Brené Brown describes vulnerability as "uncertainty, risk, and emotional exposure." It's that unstable feeling we get when we step out of our comfort zone or do something that forces us to loosen control.

The True Gift of Vulnerability is Allowing Others to be Vulnerable as Well. To truly be vulnerable is not an easy thing. It is the courage to share our deepest shame, fears, or doubts. To tell someone our story of pain can be painful.

“Vulnerability is not winning or losing; it's having the courage to show up and be seen when we have no control over the outcome. Vulnerability is not weakness; it's our greatest measure of courage.”

Being vulnerable is an act of open love that draws together. It is not sharing with others in order to get something in return – pity, favors, or profiting from knowing an exclusive secret – that would be “over-sharing”, and is not being vulnerable. It is an act of realness and honesty that lets go of our attempts to create a “perfect” self-image (or a “pity-filled” one) and allows others to see us as we really are. Our worldviews are so full of self-created illusions, of egoic creations, that want to control the way others see us, irrespective of true reality. Vulnerability is a chance to take back some of those false images and opens the door to real love from others and change within ourselves. It is a drastic but necessary action that pulls down the veils we have created, or think we have created. Vulnerability is the key that allows ourselves and others to simply be who we are. 

Why is this important? Because we, all of mankind, are created to be ONE – one with God, one with each other, and one with creation. Life is more symbiotic than we realize. That oneness can only be experienced through an honest exchange of our souls. The joy of finding love and acceptance in return for letting go of our false sense of projected selves is enormous. This joy unleashes a freedom from fear and a new sense of identity that is more true, more wholehearted, more genuine. This is the essence of true community.

But vulnerability requires an attitude of respect for what is being shared when others become vulnerable. An honest response in love is never rejected. But judgement, hate, and separation will destroy a healthy openness among us. This respect does not allow for gossip at all and trusts that the person who shares with you will share with others when and if they decide the time is right. And you, in love, can also encourage them to share with folks that can better help and support them. This commitment and mutual respect is essential for any close relationship to develop trust and good fruit. 

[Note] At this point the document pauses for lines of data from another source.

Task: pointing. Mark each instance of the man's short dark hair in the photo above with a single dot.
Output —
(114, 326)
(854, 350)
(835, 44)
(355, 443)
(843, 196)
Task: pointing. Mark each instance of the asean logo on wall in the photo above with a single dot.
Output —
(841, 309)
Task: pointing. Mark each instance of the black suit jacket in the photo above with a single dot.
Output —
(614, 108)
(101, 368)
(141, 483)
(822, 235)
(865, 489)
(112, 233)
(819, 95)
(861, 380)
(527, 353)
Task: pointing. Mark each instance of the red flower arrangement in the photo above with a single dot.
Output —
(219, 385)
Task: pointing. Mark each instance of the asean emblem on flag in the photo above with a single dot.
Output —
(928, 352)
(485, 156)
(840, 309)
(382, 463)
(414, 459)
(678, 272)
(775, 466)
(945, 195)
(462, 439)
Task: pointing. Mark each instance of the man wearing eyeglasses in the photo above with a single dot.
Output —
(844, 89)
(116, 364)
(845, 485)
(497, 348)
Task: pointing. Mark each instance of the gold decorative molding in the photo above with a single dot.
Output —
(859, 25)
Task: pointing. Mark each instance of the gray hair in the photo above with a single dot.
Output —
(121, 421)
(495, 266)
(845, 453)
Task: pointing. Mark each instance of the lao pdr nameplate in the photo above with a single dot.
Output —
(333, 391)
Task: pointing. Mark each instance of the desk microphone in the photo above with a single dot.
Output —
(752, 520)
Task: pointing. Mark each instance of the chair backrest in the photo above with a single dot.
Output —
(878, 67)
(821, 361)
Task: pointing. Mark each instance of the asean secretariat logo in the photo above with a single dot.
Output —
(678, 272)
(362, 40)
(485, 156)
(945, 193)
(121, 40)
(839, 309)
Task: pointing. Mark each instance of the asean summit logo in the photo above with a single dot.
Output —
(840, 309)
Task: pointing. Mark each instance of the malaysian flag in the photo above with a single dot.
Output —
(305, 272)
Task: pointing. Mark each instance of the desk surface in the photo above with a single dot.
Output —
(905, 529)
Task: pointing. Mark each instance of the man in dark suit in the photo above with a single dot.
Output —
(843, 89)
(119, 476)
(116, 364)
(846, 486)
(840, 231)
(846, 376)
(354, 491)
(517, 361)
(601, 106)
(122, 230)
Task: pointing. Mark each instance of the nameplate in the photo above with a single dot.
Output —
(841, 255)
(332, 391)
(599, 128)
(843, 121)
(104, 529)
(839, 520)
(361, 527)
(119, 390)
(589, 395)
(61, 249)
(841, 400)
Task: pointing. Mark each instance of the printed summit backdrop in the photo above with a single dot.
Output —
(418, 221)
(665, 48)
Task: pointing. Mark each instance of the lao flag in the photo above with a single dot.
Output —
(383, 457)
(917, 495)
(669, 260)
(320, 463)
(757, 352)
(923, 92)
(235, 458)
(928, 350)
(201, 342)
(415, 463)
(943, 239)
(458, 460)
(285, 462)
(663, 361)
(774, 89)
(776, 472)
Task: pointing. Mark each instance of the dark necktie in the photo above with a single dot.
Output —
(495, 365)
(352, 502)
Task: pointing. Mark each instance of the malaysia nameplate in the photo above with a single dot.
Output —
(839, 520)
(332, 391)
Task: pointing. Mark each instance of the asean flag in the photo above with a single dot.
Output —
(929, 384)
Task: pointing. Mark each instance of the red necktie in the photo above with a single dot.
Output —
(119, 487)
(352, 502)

Some questions to consider:

1. Take a few minutes to quietly imagine yourself being completely vulnerable. What are the things that make that kind of openness difficult? What do you think would change about yourself and the way you also look at others in a new time of vulnerability?

2. Being vulnerable is not just about telling things that you did wrong. Moreso, it is an opportunity to share what is difficult or challenging with others who you trust will listen, care and be supportive. What is something that you find challenging today? 

3. What things can change about yourself or about your relationships with others that would create a better environment for vulnerability to thrive in your life?